En el discurso más crítico desde que ocupa el rectorado, José María Barja inauguró ayer el curso situando las posiciones de la Universidade da Coruña ante la negociación del nuevo plan de financiación: «Non aceptaremos que se nos penalice por ser unha institución nova e por xestionar ben os recursos», dijo el máximo representante de la institución académica, quien también rechazó que «se perpetúe o déficit histórico e de infraestruturas que arrastramos e que se hipoteque o futuro da UDC afogando a súa capacidade para completar unha dotación que permita unha docencia e unha investigación de calidade».

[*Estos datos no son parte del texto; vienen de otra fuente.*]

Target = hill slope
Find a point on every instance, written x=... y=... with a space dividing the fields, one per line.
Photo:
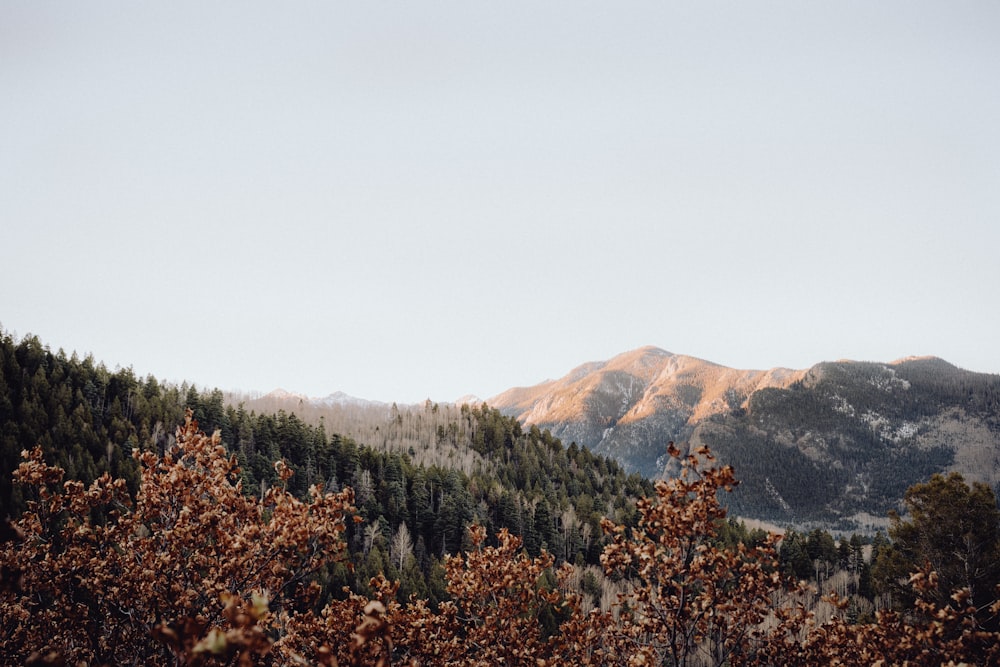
x=833 y=444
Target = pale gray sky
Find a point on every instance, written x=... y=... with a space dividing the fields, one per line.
x=403 y=200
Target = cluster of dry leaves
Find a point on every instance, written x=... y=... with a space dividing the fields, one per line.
x=195 y=572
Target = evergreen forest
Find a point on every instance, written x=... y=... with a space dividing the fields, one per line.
x=155 y=523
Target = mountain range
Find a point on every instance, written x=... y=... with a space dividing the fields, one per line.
x=836 y=444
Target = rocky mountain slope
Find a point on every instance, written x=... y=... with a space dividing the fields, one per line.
x=836 y=444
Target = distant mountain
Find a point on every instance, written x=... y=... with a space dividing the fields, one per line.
x=281 y=396
x=836 y=444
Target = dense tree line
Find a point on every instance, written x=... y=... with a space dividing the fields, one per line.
x=487 y=470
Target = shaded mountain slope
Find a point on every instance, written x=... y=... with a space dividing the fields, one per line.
x=836 y=444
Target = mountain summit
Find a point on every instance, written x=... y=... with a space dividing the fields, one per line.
x=836 y=443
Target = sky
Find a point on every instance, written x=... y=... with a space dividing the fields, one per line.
x=412 y=200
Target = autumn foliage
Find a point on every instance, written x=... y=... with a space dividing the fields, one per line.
x=193 y=571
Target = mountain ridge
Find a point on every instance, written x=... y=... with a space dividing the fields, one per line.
x=834 y=442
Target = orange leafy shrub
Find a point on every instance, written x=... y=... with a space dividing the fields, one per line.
x=194 y=563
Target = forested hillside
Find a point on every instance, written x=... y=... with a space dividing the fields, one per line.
x=835 y=446
x=431 y=471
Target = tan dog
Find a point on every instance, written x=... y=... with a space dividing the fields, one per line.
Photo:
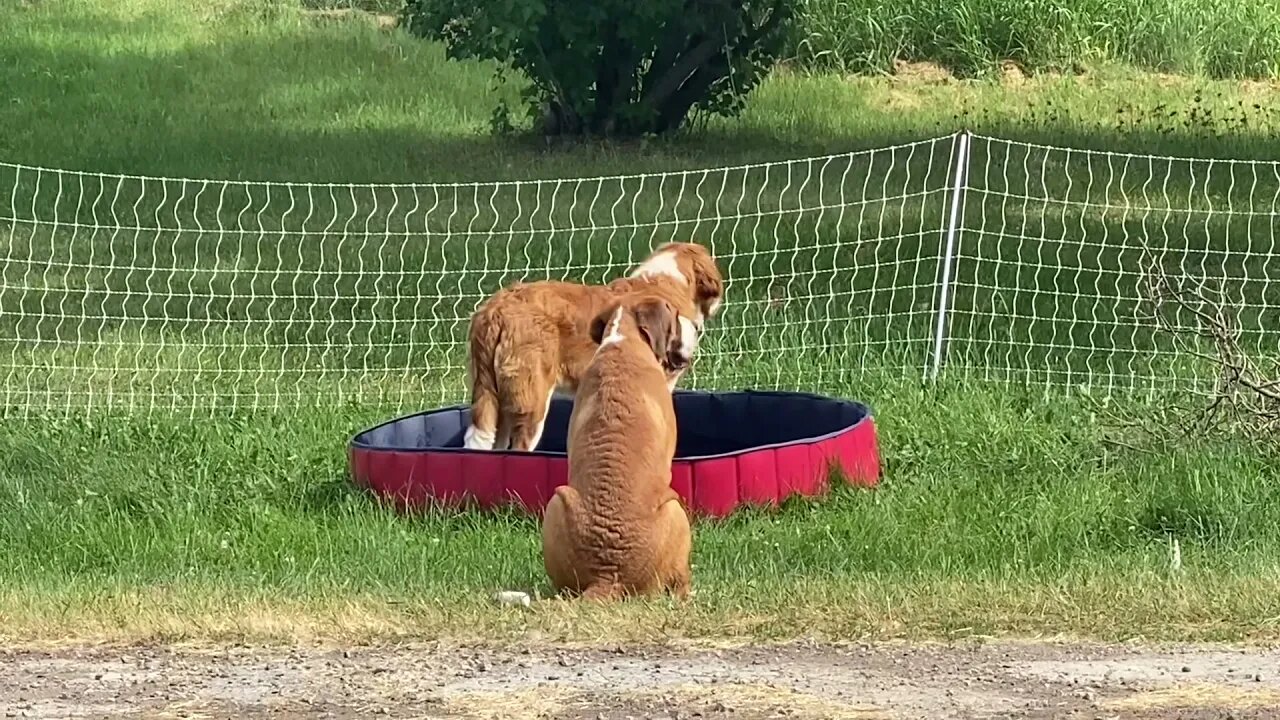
x=618 y=528
x=531 y=338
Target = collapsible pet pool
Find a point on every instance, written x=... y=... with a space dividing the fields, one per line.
x=752 y=447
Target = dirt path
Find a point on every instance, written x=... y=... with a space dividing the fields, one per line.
x=795 y=682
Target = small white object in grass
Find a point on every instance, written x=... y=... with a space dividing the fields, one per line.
x=512 y=597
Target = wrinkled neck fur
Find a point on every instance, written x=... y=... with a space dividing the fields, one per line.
x=661 y=265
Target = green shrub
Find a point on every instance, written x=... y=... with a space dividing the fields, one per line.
x=616 y=67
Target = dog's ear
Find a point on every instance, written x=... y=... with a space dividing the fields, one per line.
x=600 y=322
x=659 y=327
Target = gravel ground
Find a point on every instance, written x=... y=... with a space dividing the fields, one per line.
x=744 y=683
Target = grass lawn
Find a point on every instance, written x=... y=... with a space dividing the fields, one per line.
x=1005 y=507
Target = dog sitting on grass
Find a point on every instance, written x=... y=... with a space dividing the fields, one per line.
x=617 y=528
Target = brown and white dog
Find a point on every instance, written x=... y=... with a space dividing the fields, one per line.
x=530 y=340
x=618 y=528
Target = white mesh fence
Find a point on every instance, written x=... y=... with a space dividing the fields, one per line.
x=195 y=296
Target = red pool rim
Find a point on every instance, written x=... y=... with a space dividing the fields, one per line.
x=725 y=456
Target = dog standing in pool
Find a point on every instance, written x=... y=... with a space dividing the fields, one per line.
x=618 y=528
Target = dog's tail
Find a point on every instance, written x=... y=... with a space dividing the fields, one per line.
x=483 y=340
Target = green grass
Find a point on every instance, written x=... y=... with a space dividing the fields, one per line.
x=1005 y=510
x=1214 y=37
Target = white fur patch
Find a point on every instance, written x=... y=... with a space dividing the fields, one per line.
x=542 y=424
x=615 y=336
x=661 y=264
x=475 y=438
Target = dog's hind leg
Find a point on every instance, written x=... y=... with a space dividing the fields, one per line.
x=673 y=545
x=529 y=414
x=560 y=540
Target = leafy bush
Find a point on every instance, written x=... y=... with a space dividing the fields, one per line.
x=616 y=67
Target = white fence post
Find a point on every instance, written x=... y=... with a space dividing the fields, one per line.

Ante un auditorio en el que la Xunta estuvo representada por la conselleira de Sanidade, Pilar Farjas, pero al que no se sumó ningún responsable de la de Educación, Barja insistió en que «non se nos poden atar as mans» y se refirió a proyectos largamente demorados, como el parque tecnológico o la construcción de la residencia de estudiantes, para recordar la responsabilidad de «forzar que sigamos lucindo o título de universidade española con menor financiamento por alumno».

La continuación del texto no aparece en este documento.